The Black Sea Trade and Development Bank (BSTDB) is an international financial institution that was formed 24 January 1997. It supports economic development and regional cooperation by providing trade and project financing, guarantees, and equity for development projects supporting both public and private enterprises in its member countries. Objectives of the bank include promoting regional trade links, cross country projects, foreign direct investment, supporting activities that contribute to sustainable development, with an emphasis on the generation of employment in the member countries, ensuring that each operation is economically and financially sound and contributes to the development of a market orientation. The organization has an authorized capital of $1.325 billion. The bank's headquarters are located in Thessaloniki, Greece.
BSTDB is governed by the Agreement Establishing Black Sea Trade and Development Bank, a United Nations registered treaty. Unlike the International Monetary Fund and others, the BSTDB does not attach policy conditions by which debtor states can be controlled. The Bank has a long term credit rating of 'A' from Moody's Investors Service and an 'A3' from Standard & Poor's, both with a stable outlook.
=== International Center for Black Sea Studies (ICBSS) ===

The International Center for Black Sea Studies is an independent think tank focused on the wider Black Sea region, which serves as a related body of BSEC at the same time. It was established in 1998.
===BSEC Coordination Center for the Exchange of Statistical Data and Economic Information (BCCESDEI) ===
The BSEC Coordination Center for the Exchange of Statistical Data and Economic Information was established with the aim to collect statistical and economic information, accomplish secretarial functions, coordinate obtained data and share it with member countries.
== Working Groups ==
Member states are cooperating on different issues within the Working Groups.

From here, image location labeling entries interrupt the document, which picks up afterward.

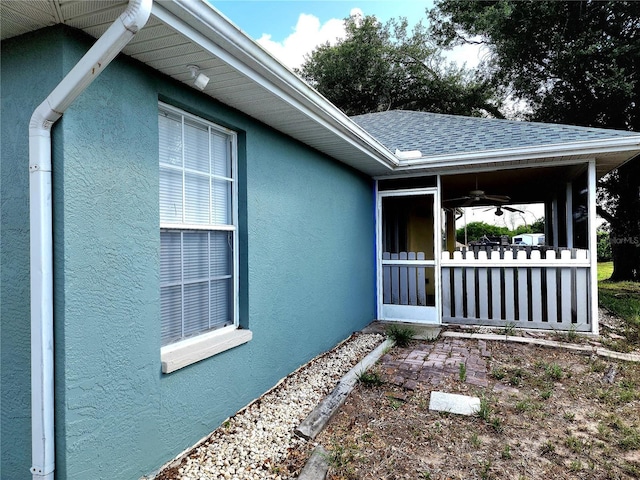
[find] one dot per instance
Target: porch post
(450, 225)
(593, 257)
(569, 214)
(554, 219)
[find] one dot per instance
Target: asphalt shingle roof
(438, 134)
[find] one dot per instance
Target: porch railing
(527, 287)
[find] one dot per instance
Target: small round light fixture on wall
(200, 80)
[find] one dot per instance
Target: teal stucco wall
(306, 268)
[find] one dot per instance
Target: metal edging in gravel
(318, 418)
(603, 352)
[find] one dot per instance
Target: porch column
(593, 257)
(450, 225)
(569, 214)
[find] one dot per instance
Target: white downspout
(45, 115)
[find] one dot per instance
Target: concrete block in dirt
(317, 466)
(454, 403)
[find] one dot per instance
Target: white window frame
(206, 344)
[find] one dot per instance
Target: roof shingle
(437, 134)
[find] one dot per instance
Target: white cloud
(307, 35)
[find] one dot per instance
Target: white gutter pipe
(45, 115)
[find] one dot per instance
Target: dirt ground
(545, 414)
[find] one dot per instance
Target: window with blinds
(197, 225)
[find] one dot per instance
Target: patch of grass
(496, 424)
(597, 366)
(630, 439)
(401, 335)
(546, 394)
(370, 378)
(506, 452)
(515, 376)
(341, 459)
(525, 405)
(623, 300)
(462, 374)
(485, 411)
(572, 333)
(508, 329)
(547, 448)
(485, 470)
(574, 444)
(554, 371)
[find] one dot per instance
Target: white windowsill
(192, 350)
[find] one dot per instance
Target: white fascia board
(589, 148)
(205, 26)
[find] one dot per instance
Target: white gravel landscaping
(253, 443)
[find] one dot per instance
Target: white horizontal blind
(198, 231)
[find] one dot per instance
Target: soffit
(247, 78)
(299, 112)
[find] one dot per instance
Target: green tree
(380, 67)
(573, 62)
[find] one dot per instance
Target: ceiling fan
(499, 211)
(478, 195)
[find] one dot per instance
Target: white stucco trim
(187, 352)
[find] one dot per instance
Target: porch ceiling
(524, 185)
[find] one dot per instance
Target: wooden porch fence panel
(404, 284)
(530, 288)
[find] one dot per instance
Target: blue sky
(278, 18)
(291, 29)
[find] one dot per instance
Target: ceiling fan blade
(498, 198)
(456, 199)
(511, 209)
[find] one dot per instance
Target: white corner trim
(192, 350)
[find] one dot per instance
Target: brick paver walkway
(430, 363)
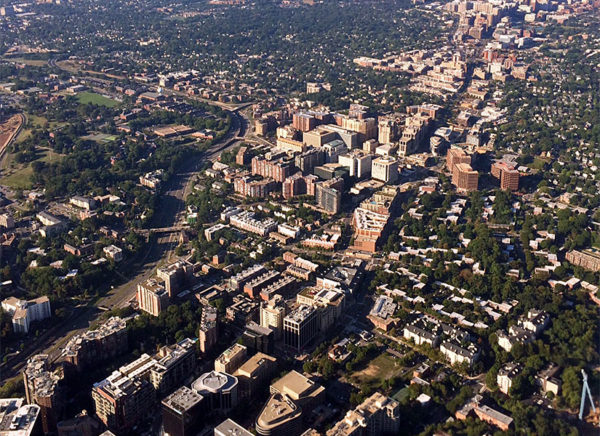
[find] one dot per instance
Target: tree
(571, 387)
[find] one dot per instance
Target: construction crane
(586, 388)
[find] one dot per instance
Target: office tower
(300, 327)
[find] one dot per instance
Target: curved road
(171, 204)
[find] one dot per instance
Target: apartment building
(246, 221)
(300, 327)
(237, 282)
(43, 388)
(465, 178)
(129, 394)
(96, 346)
(276, 169)
(328, 195)
(377, 415)
(272, 313)
(182, 412)
(25, 312)
(358, 162)
(506, 376)
(208, 333)
(231, 359)
(152, 297)
(175, 276)
(249, 187)
(385, 169)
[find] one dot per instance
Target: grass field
(32, 62)
(19, 176)
(102, 138)
(93, 98)
(381, 368)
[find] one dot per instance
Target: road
(168, 212)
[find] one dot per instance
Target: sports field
(93, 98)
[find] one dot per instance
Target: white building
(385, 169)
(358, 162)
(114, 252)
(457, 354)
(25, 312)
(506, 376)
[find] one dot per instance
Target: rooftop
(16, 417)
(182, 400)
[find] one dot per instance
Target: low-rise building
(219, 389)
(506, 376)
(246, 221)
(96, 346)
(113, 252)
(377, 415)
(19, 418)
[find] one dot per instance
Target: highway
(171, 205)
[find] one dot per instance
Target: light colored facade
(385, 169)
(300, 327)
(272, 313)
(220, 389)
(152, 297)
(377, 415)
(26, 312)
(231, 359)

They are the following:

Working Groups of OBSEC
| Working Groups on | Country Coordinator | Term |
|---|---|---|
| Agriculture and Agro-Industry | Turkey | 1 July 2023 - 30 June 2025 |
| Banking and Finance | Russia | 1 January 2020 - 31 December 2021 |
| Combatting Crime | Romania | 1 January 2018 - 31 December 2020 |
| Culture | Armenia | 1 July 2023 - 30 June 2025 |
| Customs Matters | pending |  |
| Education | Russia | 1 January 2020 - 31 December 2021 |
| Emergency Assistance | Romania | 1 July 2023 - 30 June 2025 |
| Energy | Azerbaijan | 1 July 2023 - 30 June 2025 |
| Environmental Protection | Romania | 1 January 2019 - 31 December 2020 |
| Exchange of Statistical Data and Economic Information | pending |  |
| Healthcare and Pharmaceutics | Romania | 1 July 2018 - 30 June 2020 |
| Information and Communication Technologies | Bulgaria | 1 January 2020 - 31 December 2021 |
| Institutional Renewal and Good Governance | Azerbaijan | 1 July 2023 - 30 June 2025 |
| Science and Technology | Turkey | 1 July 2023 – 30 June 2024 |
| SMEs | Bulgaria | 1 January 2024 - 31 December 2025 |
| Tourism | Azerbaijan | 1 January 2023 - 31 December 2024 |
| Trade and Economic Development | Turkey | 1 July 2018 - 30 June 2020 |
| Transport | Ukraine | 1 January 2023 - 31 December 2024 |

The functions of Working Groups, of which country coordinators have not been appointed yet, are performed temporarily by the PERMIS.
==See also==

- Black Sea Forum for Partnership and Dialogue
- Black Sea Trade and Development Bank (BSTDB)
- Black Sea trade and economy
- Central European Free Trade Agreement (CEFTA)
- Central European Initiative (CEI)
- EU Med Group
- International Center for Black Sea Studies (ICBSS)
- Southeast European Cooperation Process (SEECP)
- Southeast European Cooperative Initiative (SECI)
- Southeast Europe Transport Community
- Stability Pact for Southeastern Europe (SP for SEE)
==Notes==

Joined as Serbia and Montenegro in April 2004; BSEC membership was inherited by Serbia after the country dissolved in 2006.